DC-322›Top-Down Parsing

Compiler ConstructionTopic 8 of 14

Top-Down Parsing

6 minread

1,012words

Intermediatelevel

Top-Down Parsing

Top-down parsing is one of the two main approaches to parsing (the other being bottom-up parsing). In top-down parsing, the parser starts at the top of the parse tree (beginning with the start symbol) and attempts to construct the tree down to the leaves (tokens or terminal symbols). The parser recursively applies production rules from the grammar to match the input string.
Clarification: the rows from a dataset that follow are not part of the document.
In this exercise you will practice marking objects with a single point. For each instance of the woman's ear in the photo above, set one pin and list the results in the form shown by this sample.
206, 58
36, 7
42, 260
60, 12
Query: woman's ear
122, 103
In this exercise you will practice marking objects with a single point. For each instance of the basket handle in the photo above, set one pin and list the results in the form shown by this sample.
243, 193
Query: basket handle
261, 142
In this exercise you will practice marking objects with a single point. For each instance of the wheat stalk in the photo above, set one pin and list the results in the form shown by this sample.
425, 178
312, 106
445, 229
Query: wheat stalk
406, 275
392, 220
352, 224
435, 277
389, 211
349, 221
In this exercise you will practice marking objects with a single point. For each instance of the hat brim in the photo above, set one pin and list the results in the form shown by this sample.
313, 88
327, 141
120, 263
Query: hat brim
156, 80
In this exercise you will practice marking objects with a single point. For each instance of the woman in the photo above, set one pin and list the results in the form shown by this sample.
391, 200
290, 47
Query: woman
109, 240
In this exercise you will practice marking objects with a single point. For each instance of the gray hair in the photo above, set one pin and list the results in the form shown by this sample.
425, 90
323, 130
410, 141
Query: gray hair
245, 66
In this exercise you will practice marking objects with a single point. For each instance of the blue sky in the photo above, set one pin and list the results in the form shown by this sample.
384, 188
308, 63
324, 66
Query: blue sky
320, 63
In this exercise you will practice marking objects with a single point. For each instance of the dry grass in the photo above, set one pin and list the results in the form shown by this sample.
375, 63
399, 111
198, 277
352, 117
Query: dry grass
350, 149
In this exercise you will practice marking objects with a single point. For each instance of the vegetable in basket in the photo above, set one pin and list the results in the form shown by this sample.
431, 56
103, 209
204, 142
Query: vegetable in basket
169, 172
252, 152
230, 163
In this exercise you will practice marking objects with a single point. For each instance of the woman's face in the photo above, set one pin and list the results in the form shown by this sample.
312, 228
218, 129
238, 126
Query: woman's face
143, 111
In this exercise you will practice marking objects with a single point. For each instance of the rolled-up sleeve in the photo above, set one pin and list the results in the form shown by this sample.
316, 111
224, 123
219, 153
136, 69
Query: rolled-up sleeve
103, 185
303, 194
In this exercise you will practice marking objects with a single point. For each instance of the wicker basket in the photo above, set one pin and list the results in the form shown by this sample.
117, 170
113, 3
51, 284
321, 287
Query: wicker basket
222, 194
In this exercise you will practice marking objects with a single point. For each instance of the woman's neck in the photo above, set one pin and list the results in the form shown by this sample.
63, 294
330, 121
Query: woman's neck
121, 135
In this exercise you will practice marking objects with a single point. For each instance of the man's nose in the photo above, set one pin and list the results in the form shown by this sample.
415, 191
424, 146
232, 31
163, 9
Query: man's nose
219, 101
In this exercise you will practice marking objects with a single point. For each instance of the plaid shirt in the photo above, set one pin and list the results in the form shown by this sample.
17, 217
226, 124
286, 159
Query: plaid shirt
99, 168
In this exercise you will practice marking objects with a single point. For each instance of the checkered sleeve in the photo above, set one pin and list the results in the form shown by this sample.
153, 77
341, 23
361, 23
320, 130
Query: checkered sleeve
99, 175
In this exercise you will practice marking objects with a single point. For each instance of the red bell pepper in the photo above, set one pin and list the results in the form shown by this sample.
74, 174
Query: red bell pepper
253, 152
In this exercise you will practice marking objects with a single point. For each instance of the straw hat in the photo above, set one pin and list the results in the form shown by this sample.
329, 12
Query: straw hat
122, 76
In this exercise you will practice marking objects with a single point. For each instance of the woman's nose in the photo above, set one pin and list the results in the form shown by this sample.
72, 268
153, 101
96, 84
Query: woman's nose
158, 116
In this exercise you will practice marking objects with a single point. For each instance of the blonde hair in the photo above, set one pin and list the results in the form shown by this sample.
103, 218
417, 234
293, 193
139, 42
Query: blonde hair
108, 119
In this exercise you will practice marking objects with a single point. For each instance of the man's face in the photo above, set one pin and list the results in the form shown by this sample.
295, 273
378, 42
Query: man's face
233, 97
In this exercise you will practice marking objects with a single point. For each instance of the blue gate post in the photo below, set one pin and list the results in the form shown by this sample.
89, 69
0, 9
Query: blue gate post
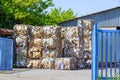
94, 53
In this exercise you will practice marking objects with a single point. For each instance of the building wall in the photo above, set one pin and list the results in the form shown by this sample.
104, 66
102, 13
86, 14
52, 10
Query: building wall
105, 18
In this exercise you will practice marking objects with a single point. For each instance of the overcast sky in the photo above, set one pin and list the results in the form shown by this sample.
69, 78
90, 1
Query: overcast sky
83, 7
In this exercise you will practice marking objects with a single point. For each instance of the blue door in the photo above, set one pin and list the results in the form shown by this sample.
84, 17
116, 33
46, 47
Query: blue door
105, 53
6, 53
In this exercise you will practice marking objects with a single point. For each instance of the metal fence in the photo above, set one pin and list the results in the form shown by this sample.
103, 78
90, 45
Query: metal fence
6, 53
105, 53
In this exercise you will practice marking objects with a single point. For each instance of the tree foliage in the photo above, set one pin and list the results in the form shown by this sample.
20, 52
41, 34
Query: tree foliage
58, 15
33, 12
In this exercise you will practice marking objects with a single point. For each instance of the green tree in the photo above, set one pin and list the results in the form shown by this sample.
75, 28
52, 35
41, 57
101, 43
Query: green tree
23, 11
33, 12
58, 15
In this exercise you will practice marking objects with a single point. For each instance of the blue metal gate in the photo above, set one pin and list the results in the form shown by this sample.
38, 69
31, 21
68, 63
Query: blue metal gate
6, 54
105, 54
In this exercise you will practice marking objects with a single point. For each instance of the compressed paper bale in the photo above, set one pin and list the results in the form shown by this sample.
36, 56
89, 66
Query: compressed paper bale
36, 32
34, 55
52, 31
36, 42
52, 42
71, 43
21, 30
21, 51
65, 63
34, 63
73, 52
34, 49
70, 32
34, 52
21, 41
47, 63
51, 53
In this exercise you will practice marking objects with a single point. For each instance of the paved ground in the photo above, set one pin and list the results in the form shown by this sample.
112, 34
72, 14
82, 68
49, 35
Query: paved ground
38, 74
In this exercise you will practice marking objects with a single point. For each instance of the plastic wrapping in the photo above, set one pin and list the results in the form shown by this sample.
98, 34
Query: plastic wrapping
71, 42
34, 53
21, 30
70, 32
51, 43
34, 63
21, 41
74, 52
36, 32
65, 63
51, 53
47, 63
36, 42
52, 31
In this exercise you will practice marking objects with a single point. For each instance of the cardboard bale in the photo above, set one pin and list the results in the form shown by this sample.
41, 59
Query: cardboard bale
73, 52
47, 63
21, 41
70, 32
36, 42
36, 32
52, 43
33, 63
71, 43
34, 53
21, 30
65, 63
51, 53
52, 31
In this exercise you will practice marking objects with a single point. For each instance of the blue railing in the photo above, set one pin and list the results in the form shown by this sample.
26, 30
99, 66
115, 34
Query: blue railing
105, 53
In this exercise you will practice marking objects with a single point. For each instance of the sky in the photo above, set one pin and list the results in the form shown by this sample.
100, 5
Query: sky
84, 7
This process is known as derivation.

Top-down parsing is widely used in compilers and interpreters due to its simplicity and ease of implementation.

Key Concepts of Top-Down Parsing

Start Symbol: The parser begins with the start symbol of the grammar.
Production Rules: The grammar consists of production rules that describe how non-terminal symbols can be expanded into sequences of terminals and other non-terminals.
Recursive Expansion: The parser recursively tries to match the input string with the right-hand side of the grammar's production rules.
Leftmost Derivation: Top-down parsers typically build a leftmost derivation, meaning that they expand the leftmost non-terminal symbol first.
Lookahead: In many top-down parsing techniques (e.g., LL parsers), the parser uses lookahead to decide which production rule to apply based on the next token in the input.

Types of Top-Down Parsers

Recursive Descent Parsing
LL Parsers (Predictive Parsers)

1. Recursive Descent Parsing

A recursive descent parser is a straightforward and simple method of top-down parsing. It is implemented by creating a set of recursive procedures or functions, where each function corresponds to a non-terminal in the grammar.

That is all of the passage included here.